(Georgia Institute of Technology, 2008)
Bamba, Bhuvan; Liu, Ling; Iyengar, Arun; Yu, Philip S.
Spatial alarms are personalized location-based triggers
installed by mobile users to serve as a reminder of a
location of interest to be encountered in their future trips.
Unlike continuous spatial queries, spatial alarms do not require
immediate processing and periodic reevaluation upon installation.
Thus, a critical challenge for efficient processing of spatial
alarms is to determine when to evaluate each spatial alarm,
while ensuring the demanding requirements of high accuracy
and system scalability. In this paper, we compare alternative
approaches for evaluation of spatial alarms: periodic evaluation,
safe period-based processing and safe region-based processing.
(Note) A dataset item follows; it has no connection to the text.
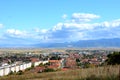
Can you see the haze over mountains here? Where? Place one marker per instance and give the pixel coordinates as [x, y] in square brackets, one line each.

We argue that the safe region-based approach provides highly
efficient processing of spatial alarms at the server. Furthermore,
it reduces wireless communication costs and energy consumption
on the client side by reducing the number of location
updates to be transmitted to the server without sacrificing
accuracy of spatial alarm evaluation. We develop safe region
computation techniques based on different heuristics, namely,
Maximum Perimeter Rectangular Safe Region (MPSR), Largest
Component Rectangles Safe Region (LCSR) and Bitmap Encoded
Safe Region (BSR) approach, and present an in-depth study on
trade-offs involved in the selection of an appropriate safe region
computation strategy. Our experimental evaluation shows that
the best optimization strategy requires an approach which adapts
to changing system load conditions and resource constraints, as
none of the safe region computation techniques outperforms the
others on all relevant evaluation metrics. Experimental evaluation
also validates our conjecture that safe region-based processing
offers close to optimal performance in terms of CPU load on the
server and wireless communication costs at the mobile clients.